Presidents have almost always reached to grab power. Abraham Lincoln issued the Emancipation Proclamation to free enslaved people. Barack Obama issued executive actions on immigration when Congress wouldn't comply.

But typically presidents only go so far, knowing Congress is eyeing their every move, ready and willing to intervene. The executive knows they may soon need votes from lawmakers on other matters, creating a need for cooperation.

Trump rejects that model outright, treating the Congress as support staff to his presidency and relying on sheer force of personality to shape the government to his will. A simple Trump tweet can cower critics and reward loyalists all the same. His power only grows as lawmakers, particularly Senate Republicans, stay silent.

The result is a an exhaustive, head-spinning era that’s turning Capitol Hill into a spectator stand of those watching, reacting and shaking a fist as their institutional prerogative is slipping away.

“There’s a deeper institutional question,” said Sen. Angus King, the independent from Maine. “The Congress is abdicating its responsibilities to the executive.”

The singular challenge to Trump comes from Pelosi, a seasoned legislator who captured the Democratic majority after Trump’s first two years in large part because voters longed for a check on his power. In the Senate, Majority Leader Mitch McConnell has taken a different tack, working with the Republican president or at times around him as GOP senators avoid direct confrontations.

“Congress is evolving,” said Sen. Marco Rubio, R-Fla., once a Trump rival for the White House.

Rubio acknowledges the Congress is a different place than when he arrived a decade ago on the tea party wave. He wishes, at times, that Congress would be more assertive.

“America is going through a transformational moment, as we have many times in our history,” he said. He notes that lawmakers still join forces, including on his legislation on human rights in Hong Kong. “It’s easy to watch what is happening here today and think these are the worst times in congressional history. That’s not accurate.”

But day in and day out, Congress is mostly unwilling to pull together, Republicans declining to join Democrats to rebuke the president when he overreaches or confront him with bipartisan legislation to force his hand.

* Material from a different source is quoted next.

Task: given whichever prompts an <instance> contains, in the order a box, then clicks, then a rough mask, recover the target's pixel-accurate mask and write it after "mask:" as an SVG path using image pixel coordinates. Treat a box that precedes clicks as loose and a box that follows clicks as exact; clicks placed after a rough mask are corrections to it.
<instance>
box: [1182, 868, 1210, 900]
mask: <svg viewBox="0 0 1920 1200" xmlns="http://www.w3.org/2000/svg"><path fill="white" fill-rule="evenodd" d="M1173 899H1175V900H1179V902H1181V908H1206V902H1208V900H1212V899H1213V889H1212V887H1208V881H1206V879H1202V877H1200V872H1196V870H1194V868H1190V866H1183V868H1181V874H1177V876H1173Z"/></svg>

“There isn’t even a whimper out of the Republican side,” said Sen. Dick Durbin of Illinois, the assistant Democratic leader.

“Every president does that — they will push their authority as far as they can,” Durbin said. “For Trump, it has been nonstop.”

The forces diminishing the Congress have been at work for some time, as relentless partisanship leave lawmakers unable to meet the moment and produce solutions for a splintered nation.

Polling shows Americans overwhelmingly support a legislative response to many top issues. They back changes to policing tactics in the aftermath of mass demonstrations over the deaths of Black Americans at the hands of law enforcement. They support background checks on firearm purchases to stem violence and mass shootings. And they want immigration law changes, particularly to protect young immigrants from deportation.

Over and over, Congress failed to deliver. In the void and buoyed by it, Trump extends his reach.

Sarah Binder, a professor at George Washington University, said the Constitution’s separation of powers can only take the country so far. “Parchment doesn’t stop these battles,” she said.

When people ask incredulously if the president can do something he has just done, she said, “Presidents can get away with this if there’s no broader public or his own party reining him in.”

Brinkley warns that unless Congress exerts itself, with Pelosi’s House and McConnell’s Senate pulling together to bring the nation to common ground, Trump will press on, emerging as the nation's first “authoritarian” executive.

“Those are the people’s houses. That’s where the people’s voices are heard,” he said. “They need to show the American people that Capitol Hill is working.”